Viper Analysis

Revision as of 16:58, 22 November 2013 by Smith (talk | contribs)

The VIPER (Virtual Inference of Protein-activity by Enriched Regulon analysis) component in geWorkbench transforms the expression profile for each sample (column) into a transcription-factor activity profile. The activity of each transcription factor is inferred from that of its targets, where the targets are obtained from a cell-context-specific interaction network (interactome). Three cell-context-specific interactomes are supplied, for leukemia, breast cancer, and prostate cancer.

The full standalone version of VIPER can also be downloaded from http://wiki.c2b2.columbia.edu/califanolab/index.php/Software/VIPER. VIPER is implemented in R and the standalone package has a number of additional functions.

In geWorkbench, the most simple variant of VIPER is employed, which assumes that in the null situation the target genes are uniformly distributed on the gene expression signature. The standalone version offers a permutation method (given a set of control samples) to calculate a null model accounting for non-independence of expression between genes.

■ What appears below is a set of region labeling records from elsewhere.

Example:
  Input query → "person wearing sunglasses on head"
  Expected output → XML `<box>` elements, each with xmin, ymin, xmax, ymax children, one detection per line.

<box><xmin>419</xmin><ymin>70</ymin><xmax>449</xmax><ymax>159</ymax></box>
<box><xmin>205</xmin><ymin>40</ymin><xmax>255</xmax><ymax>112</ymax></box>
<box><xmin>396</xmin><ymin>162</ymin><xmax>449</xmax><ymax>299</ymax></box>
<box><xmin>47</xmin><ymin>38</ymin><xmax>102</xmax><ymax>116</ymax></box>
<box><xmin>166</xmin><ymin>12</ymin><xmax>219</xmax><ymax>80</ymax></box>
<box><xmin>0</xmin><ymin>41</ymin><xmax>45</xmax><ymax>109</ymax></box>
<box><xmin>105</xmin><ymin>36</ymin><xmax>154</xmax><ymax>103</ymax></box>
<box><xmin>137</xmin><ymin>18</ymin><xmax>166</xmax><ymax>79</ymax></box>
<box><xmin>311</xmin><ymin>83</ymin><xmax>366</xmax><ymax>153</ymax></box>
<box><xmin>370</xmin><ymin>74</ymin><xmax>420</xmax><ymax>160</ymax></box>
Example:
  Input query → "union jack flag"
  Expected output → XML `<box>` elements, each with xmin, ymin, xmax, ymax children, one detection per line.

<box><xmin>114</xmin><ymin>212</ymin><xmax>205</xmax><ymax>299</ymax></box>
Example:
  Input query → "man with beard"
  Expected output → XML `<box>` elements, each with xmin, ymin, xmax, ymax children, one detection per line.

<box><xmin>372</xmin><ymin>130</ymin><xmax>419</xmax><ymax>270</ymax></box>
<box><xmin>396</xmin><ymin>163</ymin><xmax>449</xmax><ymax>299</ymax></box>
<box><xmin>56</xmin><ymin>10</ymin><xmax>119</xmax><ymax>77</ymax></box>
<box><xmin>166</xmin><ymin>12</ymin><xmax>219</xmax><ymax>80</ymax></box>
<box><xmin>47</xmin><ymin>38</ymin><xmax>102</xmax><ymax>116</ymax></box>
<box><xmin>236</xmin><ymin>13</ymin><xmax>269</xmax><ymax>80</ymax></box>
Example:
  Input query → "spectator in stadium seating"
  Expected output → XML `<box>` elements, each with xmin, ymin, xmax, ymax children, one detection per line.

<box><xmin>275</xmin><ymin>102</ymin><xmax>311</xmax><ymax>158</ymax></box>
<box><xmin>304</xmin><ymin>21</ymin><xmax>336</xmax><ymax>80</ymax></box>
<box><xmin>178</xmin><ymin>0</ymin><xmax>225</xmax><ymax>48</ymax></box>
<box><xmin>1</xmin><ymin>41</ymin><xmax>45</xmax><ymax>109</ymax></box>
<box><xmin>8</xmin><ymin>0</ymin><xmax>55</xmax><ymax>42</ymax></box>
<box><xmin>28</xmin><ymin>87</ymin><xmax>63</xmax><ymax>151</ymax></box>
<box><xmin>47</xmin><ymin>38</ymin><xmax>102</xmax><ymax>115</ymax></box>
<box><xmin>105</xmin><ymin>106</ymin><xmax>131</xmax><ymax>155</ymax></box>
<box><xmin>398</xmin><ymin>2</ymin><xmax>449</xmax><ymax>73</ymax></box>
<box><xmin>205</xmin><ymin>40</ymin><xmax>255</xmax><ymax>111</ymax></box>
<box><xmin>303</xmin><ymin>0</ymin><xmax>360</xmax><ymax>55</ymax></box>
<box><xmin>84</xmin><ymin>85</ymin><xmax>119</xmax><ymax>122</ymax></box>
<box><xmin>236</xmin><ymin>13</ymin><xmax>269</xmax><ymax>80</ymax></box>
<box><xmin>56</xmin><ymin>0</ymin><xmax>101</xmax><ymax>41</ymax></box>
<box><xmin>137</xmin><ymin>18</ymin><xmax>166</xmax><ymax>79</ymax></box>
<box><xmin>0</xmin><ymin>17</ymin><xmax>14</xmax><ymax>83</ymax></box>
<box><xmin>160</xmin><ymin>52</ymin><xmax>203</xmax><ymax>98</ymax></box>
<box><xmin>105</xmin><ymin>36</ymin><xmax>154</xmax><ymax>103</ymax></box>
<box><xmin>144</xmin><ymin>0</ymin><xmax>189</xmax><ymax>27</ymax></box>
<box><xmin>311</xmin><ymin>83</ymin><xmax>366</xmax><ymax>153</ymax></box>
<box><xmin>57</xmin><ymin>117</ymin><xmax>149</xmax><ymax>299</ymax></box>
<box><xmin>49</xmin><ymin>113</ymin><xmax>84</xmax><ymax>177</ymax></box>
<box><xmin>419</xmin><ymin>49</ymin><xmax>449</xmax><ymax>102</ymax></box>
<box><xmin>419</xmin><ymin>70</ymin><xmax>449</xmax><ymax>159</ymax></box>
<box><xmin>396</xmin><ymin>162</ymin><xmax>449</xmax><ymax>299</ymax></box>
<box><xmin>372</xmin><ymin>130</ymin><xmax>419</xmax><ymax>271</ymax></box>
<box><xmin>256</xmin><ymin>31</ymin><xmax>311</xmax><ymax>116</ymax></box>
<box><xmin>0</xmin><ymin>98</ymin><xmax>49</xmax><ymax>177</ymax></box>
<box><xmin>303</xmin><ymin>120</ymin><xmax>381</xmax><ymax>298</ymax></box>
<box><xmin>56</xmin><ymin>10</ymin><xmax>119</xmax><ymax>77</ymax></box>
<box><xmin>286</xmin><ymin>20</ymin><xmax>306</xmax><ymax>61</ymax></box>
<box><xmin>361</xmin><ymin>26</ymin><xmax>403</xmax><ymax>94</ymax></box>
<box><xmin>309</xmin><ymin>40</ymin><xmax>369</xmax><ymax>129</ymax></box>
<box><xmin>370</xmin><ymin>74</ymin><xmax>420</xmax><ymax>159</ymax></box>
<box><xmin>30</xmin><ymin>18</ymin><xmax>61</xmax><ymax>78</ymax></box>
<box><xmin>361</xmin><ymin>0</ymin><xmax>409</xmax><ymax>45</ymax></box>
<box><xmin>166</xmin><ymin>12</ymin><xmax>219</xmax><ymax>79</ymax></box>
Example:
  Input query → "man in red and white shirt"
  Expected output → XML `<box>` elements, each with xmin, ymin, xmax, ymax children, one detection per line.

VIPER and its source code are released in geWorkbench under the VIPER Software License.

Data

VIPER requires expression data that is already in a form where the values for each sample are relative to a control value. Each sample may represent e.g. the result of a drug perturbation.


Analysis

For a typical dataset containing expression values relative to control, the "Scale" method of analysis is recommended.


VIPER analysis.png

Parameters

  • Select Service
    • Local Service - run VIPER on an instance of R installed on the same machine as geWorkbench.
    • Web service - not yet implemented. Run Viper on a remote server.
  • Select Regulon
    • hl60_cmap2_tf_regulon - Human promyelocytic leukemia, CMAP2 data
    • mcf7_cmap2_tf_regulon - Breast adenocarcinoma, CMAP2 data
    • pc3_cmap2_tf_regulon - Prostate cancer, CMAP2 data
  • Select Method
    • none - use if the data is already in rank format.
    • scale - for each gene (row in dataset), calculate the mean and standard deviation across all columns, then subtract the mean from each value in the row, and divide each by the standard deviation.
    • rank - rank transform row-wise
    • mad - subtract the median, divide by the mean absolute deviation (MAD)
    • ttest - for each gene, perform a t-test comparing each sample (column) one-at-a-time against all other samples taken together.

References

Alvarez et al, manuscript in preparation.